The only difference in scale was that if the lie didn’t hold up this time, she’d have way more than a simple grounding to deal with.

  The door handle turned and Zalaya limped in with two more soldiers behind him, both with machine guns at their hips.

  In this better light, Minnie was struck by the changes in Duardo. He had lost muscle and was leaner and paler than she remembered. What had he been through to make him look that...used? Then there was the melodramatic moustache and the eye patch, which must have been the real Zalaya’s. Most distressing was the limp and the cane. Were both because of the bullet he had taken in the back to protect her? But she could not ask.

  Unexpectedly, different ideas connected up. Duardo’s limp and a conversation Minnie barely recalled—she could hear Cristián’s studied tones as he’d explained the theory, with Trini Juanita bouncing on her chair with enthusiasm.

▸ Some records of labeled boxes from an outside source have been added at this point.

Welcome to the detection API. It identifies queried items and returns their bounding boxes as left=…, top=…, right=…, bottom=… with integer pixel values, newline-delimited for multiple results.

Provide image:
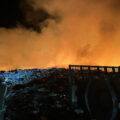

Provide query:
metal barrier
left=69, top=65, right=120, bottom=120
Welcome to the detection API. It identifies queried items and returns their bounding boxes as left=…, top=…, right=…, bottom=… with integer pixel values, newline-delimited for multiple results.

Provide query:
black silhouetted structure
left=69, top=65, right=120, bottom=120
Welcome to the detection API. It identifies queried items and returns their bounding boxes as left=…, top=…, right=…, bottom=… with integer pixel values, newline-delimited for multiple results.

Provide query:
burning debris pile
left=0, top=68, right=120, bottom=120
left=5, top=69, right=81, bottom=120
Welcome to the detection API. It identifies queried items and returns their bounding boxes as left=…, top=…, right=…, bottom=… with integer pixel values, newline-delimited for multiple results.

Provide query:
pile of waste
left=0, top=68, right=120, bottom=120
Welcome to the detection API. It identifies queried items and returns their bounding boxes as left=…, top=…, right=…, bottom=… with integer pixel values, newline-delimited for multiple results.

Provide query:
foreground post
left=0, top=83, right=7, bottom=120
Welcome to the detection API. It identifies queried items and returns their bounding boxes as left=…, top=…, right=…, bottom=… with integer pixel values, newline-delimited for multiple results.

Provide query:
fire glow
left=0, top=0, right=120, bottom=70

  She looked at the way Duardo held his mouth and the strange light in his eyes. He had never shown that calculating gleam before. It would be better to think of him and deal with him as if he were Zalaya for now. It would help her avoid a slip of the tongue that would betray both of them.

  Duardo—Zalaya dumped a length of chain on the desk and from the center of the pile extracted a single handcuff. He held it out to her. “Put this around your wrist.”

  She kept still. She had no idea what he intended, but she wasn’t going to simply cooperate because that’s not what she would have done with Zalaya.

  He spoke in fast Spanish and immediately she was grabbed from behind and her arm extended out painfully. Soto scooted forward, took the cuff from Zalaya and slapped it over her wrist so that it snapped shut with a distinct click. The chain was attached to it.

  The soldiers kept hold of her as Zalaya picked out another cuff from the middle of the pile of chain. This one he slipped around the handle of the drawer under his desk. He then pulled the chair up and dropped into it. He put the cane aside and lifted his leg to the desk and absently rubbed at his thigh. All the while he kept his gaze on her.